Ragtag

Update 2011-06-12: Just noticed this article about the current unrest in Syria. The #syria hashtag is apparently being flooded by government spam. This shows that this problem really exists, whether or not the following offers any real chance for a solution.

Twitter is the opposite of an authoritative source. It's a mighty stream of uncertain information, and trying to take it all in is known as 'drinking from the fire-hose.' Hearsay gets cut and pasted as fact. The most sensational news gets retweeted most often. Before you know it, you've got running gun battles on Oxford Street.

There's been some debate about whether Twitter played any role in bringing down Mubarak in Egypt. It can't be doubted that technology shaped the way we remote observers heard about the situation, but it's a stretch to claim it provided useful information to the people doing the protesting.

Is it possible to take the fire-hose and make it useful for such people? The penetration of Twitter and similar social media is increasing. Smartphones are heading towards ubiquity. Is there a way to make these trends work for an internet-connected protester in a Tahrir-square situation?

Perhaps they could ignore the fire-hose and rely on their existing network of follows and followers. They would probably have a good idea of the reliability of anyone known in real life. But there will be thousands of other potential sources in the crowd that don't have meaningful links to their social graph, and there's no way to bolt them on by the mere fact that they're present.

Additionally, existing contacts will only be useful if they post as themselves. Anonymity makes a useful social graph impossible to maintain -- Facebook bans pseudonyms, even for embattled protesters -- but identifiable dissent is a dangerous game. There was serious worry among Egyptian protesters that their emails and tweets would be used as evidence against them if the regime survived.

So can we come up with a way to allow anonymous communication without making the fire-hose even harder to filter? Is there a way to pick out information that comes from people who are present at the protest and on the same side of the fight?

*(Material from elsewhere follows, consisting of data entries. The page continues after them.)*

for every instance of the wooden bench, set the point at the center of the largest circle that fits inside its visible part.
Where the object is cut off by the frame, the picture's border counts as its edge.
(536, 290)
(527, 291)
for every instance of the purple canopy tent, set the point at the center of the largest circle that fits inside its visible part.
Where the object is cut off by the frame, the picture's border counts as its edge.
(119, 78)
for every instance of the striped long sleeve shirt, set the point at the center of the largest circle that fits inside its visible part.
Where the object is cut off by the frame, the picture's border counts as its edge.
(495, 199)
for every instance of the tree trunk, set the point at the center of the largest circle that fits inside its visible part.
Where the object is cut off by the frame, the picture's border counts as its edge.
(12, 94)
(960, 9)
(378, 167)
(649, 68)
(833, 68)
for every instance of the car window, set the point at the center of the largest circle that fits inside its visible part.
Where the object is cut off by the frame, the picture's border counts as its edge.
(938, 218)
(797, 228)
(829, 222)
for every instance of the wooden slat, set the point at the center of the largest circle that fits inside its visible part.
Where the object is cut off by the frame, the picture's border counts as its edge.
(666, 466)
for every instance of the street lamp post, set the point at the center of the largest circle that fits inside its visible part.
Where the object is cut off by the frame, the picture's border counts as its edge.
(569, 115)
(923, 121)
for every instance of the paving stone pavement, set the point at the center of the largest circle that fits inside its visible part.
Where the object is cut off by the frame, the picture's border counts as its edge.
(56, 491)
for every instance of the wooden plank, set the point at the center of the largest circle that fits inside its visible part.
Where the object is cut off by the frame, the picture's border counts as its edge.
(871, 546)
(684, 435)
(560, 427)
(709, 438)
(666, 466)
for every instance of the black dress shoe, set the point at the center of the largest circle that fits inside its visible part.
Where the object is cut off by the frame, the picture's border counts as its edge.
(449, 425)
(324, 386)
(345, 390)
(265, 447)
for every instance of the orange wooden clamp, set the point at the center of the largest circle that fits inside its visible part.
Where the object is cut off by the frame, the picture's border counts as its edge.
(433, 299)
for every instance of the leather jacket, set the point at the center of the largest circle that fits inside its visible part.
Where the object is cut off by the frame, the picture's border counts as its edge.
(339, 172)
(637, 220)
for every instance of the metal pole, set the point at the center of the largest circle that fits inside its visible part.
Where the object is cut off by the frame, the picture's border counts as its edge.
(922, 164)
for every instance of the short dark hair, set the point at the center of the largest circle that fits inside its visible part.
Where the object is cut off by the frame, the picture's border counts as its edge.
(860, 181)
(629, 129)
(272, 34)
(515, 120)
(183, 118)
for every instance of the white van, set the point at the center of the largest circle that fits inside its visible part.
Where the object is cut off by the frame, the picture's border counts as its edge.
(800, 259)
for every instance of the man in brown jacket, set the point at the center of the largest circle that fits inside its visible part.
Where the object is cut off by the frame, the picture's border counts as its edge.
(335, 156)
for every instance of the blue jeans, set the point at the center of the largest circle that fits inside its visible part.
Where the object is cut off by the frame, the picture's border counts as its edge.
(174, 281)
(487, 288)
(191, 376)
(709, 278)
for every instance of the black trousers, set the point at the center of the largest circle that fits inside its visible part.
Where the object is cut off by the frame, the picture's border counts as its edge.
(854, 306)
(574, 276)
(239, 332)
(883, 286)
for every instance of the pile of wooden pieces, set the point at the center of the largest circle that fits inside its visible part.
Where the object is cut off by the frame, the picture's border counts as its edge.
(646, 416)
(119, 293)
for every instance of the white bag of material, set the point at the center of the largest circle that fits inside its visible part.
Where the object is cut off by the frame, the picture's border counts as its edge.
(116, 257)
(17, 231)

There's a commonly accepted way for one party to prove their authorship of a public message to another. The two parties (let's follow tradition and call them Alice and Bob) establish a shared, secret phrase between themselves. Alice then comes up with a message. Before sending it, she adds the secret phrase and runs the resulting string through a cryptographic hash function. The resulting hash is sent with the original message. On receipt, Bob goes through the same steps, and if his hash matches the hash in the message, he knows it was sent by someone who also has the secret.

A simple Twitter Client could automate this process. You'd give it the secret and it would automatically sign your updates, and filter hashtagged messages to determine whether they were also signed with the secret. Say you were following a general hashtag, and also filtering based on hashes, you might set up an interface something like this.

So, if you suspend your disbelief and imagine that the secret has been established, you now have an ad-hoc network of people who can communicate with some degree of trust. You don't have to know or follow other crowd members to be able to believe what they report. You don't have to post as yourself in order to get information to those that need it. The trusted stream works alongside the fire-hose, and you can compare the two to gain useful perspective.

The huge flaws in this scheme

1. How does a crowd agree and maintain a secret?

Well, that's a very good question. It would have to be passed person to person in the crowd, based on individuals sizing each other up as trust-worthy recipients. A holder could pass it to those that he personally trusts, who could do the same in turn. There would have to be strong social conventions around sharing the secret. Depending on who trusts whom, perhaps only a subset of the crowd would end up holding the secret.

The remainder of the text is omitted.